Kegiatan diawali dengan apel pagi dan pelepasan peserta jalan sehat dari Mapolres Kendal menuju Stadion Kebondalem. Setibanya di lokasi, peserta mengikuti rangkaian acara berupa ramah tamah, pembagian doorprize, bazar UMKM, pasar murah, pelayanan publik, serta aksi bersih-bersih stadion yang dilakukan secara bersama-sama.
Hadir dalam kegiatan tersebut Kapolres Kendal AKBP Hendry Susanto Sianipar beserta istri, Dandim 0715/Kendal beserta istri, Wakapolres Kendal beserta istri, para pejabat utama Polres Kendal, anggota Saka Bahurekso, Ketua Bank Sampah, serta perwakilan dari BRI, Bank Mandiri, BNI, Bank Jateng, dan Pegadaian.

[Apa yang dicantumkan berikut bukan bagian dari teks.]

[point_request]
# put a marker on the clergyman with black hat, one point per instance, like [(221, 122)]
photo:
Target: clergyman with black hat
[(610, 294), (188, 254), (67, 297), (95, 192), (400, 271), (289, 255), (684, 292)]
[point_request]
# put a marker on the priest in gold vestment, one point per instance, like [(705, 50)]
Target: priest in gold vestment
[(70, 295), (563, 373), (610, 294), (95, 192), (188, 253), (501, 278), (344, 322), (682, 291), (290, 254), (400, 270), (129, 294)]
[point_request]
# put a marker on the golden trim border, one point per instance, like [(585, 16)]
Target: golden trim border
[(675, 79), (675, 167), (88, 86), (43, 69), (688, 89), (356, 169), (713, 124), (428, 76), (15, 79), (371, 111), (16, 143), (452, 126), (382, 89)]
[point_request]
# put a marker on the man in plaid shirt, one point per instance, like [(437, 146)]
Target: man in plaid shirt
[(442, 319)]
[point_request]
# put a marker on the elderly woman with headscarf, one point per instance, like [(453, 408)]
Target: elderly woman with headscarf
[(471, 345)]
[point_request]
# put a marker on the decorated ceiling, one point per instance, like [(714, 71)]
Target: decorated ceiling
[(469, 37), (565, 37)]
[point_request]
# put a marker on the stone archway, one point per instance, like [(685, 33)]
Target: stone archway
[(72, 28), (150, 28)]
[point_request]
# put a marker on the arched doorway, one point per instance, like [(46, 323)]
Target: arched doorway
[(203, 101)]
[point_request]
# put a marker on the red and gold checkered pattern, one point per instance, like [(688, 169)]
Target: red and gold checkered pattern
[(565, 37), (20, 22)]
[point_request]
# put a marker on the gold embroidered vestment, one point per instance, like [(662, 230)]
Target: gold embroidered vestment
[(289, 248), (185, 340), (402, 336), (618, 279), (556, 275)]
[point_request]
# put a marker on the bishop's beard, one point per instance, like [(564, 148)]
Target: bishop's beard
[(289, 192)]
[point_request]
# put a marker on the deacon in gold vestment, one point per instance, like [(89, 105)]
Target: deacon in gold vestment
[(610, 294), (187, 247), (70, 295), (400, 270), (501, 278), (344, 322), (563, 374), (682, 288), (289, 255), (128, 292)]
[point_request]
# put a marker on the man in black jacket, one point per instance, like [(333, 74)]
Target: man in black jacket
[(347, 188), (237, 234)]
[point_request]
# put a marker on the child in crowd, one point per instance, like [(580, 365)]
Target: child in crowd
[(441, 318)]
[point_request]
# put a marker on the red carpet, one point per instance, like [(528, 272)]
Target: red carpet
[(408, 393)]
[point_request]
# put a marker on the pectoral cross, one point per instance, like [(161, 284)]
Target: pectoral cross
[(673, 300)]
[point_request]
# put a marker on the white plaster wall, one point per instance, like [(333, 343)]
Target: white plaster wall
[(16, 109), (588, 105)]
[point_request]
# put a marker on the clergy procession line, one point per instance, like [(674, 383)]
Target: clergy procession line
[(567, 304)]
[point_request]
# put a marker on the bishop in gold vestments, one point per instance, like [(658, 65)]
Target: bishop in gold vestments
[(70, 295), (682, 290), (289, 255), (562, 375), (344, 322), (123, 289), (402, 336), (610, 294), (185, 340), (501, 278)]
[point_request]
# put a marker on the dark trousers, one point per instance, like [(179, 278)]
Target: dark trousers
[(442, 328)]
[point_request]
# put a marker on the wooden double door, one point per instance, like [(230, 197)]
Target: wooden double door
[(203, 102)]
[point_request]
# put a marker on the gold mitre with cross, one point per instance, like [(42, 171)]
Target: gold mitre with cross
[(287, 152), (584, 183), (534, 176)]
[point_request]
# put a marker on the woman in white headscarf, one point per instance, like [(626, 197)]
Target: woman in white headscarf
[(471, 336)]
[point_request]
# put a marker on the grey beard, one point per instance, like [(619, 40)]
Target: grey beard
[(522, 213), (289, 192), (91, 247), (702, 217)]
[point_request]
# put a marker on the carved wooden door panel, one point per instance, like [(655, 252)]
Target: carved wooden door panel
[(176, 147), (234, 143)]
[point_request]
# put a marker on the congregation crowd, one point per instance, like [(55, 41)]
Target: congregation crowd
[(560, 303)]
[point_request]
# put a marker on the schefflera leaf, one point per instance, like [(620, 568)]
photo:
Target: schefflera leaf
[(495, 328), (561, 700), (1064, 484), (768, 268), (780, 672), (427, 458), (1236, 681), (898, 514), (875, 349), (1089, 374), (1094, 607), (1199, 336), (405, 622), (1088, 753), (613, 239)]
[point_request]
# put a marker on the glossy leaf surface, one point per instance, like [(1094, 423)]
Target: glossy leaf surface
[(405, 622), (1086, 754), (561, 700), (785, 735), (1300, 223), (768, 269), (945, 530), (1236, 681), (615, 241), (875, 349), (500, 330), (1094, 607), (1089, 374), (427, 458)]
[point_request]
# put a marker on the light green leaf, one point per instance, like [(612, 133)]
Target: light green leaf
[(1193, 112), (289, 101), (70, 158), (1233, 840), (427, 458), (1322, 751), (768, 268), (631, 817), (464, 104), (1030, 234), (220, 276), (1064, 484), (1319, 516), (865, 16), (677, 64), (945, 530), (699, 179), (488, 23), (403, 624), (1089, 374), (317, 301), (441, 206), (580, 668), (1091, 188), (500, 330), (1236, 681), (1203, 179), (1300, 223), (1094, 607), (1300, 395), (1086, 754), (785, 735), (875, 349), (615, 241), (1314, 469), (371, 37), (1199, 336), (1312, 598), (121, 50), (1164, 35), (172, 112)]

Baca Juga:Lomba Lari hingga Bazar UMKM Semarakkan Hari Bhayangkara ke-80 di Polres Pekalongan KotaHarga Telur Anjlok di Kendal, Pemkab Gelar Pasar Murah Bantu Peternak dan Masyarakat
Kapolres Kendal AKBP Hendry Susanto Sianipar menegaskan, peringatan HUT Bhayangkara ke-80 bukan sekadar seremoni seremonial, melainkan momentum strategis untuk memperkuat sinergi antara Polri dan masyarakat melalui pelayanan yang memberikan manfaat secara langsung dan nyata.

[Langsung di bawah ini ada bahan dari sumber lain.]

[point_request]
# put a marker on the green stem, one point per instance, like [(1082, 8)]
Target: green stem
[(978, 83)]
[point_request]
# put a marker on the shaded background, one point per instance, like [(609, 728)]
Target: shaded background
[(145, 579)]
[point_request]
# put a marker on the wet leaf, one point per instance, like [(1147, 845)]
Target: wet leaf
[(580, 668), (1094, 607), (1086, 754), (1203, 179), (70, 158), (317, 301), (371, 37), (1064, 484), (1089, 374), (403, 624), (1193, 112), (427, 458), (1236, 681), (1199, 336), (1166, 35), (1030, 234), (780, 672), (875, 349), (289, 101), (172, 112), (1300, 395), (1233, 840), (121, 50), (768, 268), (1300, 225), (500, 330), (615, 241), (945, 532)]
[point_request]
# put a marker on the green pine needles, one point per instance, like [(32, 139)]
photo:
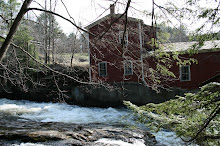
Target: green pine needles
[(194, 118)]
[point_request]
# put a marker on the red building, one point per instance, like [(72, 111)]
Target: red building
[(115, 44), (119, 52), (205, 70)]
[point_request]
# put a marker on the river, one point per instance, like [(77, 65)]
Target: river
[(62, 112)]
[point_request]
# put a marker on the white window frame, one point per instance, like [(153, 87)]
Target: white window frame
[(126, 68), (100, 71), (121, 36), (182, 74)]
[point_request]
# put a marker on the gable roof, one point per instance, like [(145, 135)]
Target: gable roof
[(115, 16)]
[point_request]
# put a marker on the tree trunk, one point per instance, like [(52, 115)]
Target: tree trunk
[(13, 28)]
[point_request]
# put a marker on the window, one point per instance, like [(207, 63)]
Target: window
[(125, 41), (102, 69), (185, 73), (128, 68)]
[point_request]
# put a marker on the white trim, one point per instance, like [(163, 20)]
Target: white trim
[(121, 35), (104, 62), (87, 38), (141, 49), (189, 74), (126, 61)]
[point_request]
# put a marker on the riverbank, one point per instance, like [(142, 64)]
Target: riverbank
[(62, 124)]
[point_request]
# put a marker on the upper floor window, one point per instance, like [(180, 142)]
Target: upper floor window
[(125, 40), (128, 67), (102, 69), (185, 73)]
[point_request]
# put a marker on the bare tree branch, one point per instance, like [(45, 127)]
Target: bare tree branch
[(13, 28)]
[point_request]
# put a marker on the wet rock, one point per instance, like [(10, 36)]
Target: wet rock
[(72, 134)]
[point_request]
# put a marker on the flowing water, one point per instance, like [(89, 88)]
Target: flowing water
[(61, 112)]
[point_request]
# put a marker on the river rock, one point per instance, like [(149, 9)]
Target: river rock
[(70, 134)]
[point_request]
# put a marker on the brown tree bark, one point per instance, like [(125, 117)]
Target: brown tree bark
[(13, 28)]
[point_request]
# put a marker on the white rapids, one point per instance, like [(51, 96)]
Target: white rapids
[(62, 112)]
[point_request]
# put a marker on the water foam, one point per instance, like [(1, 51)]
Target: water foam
[(61, 112)]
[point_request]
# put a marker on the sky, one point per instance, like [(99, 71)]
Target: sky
[(84, 12)]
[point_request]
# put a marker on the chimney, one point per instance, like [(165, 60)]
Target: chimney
[(112, 9)]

“Momentum HUT Bhayangkara ke-80 kami manfaatkan untuk semakin mendekatkan Polri kepada masyarakat. Melalui pasar murah, bazar UMKM, layanan SIM Keliling, Samsat Keliling, serta olahraga bersama, kami ingin menghadirkan pelayanan yang benar-benar dirasakan masyarakat sekaligus memperkuat kebersamaan dalam menjaga situasi kamtibmas yang aman dan kondusif,” tegas Hendry di hadapan peserta.
Ia mengatakan, pasar murah diselenggarakan untuk membantu masyarakat memperoleh kebutuhan pokok dengan harga yang lebih terjangkau di tengah kondisi ekonomi yang dinamis. Sementara itu, bazar UMKM menjadi ruang promosi bagi pelaku usaha lokal agar produk-produk mereka semakin dikenal masyarakat dan memiliki daya saing yang lebih kuat.
Selain itu, layanan SIM Keliling dan Samsat Keliling dihadirkan guna mempermudah masyarakat dalam mengakses pelayanan kepolisian dan administrasi kendaraan bermotor tanpa harus datang ke kantor pelayanan. Dengan adanya layanan jemput bola ini, diharapkan masyarakat dapat mengurus dokumen kendaraan dengan lebih mudah dan efisien.
Menurut Hendry, kolaborasi yang erat antara Polri, pemerintah daerah, dunia usaha, dan masyarakat menjadi kunci utama dalam menciptakan keamanan dan ketertiban yang kondusif, sekaligus mendukung pembangunan daerah secara berkelanjutan.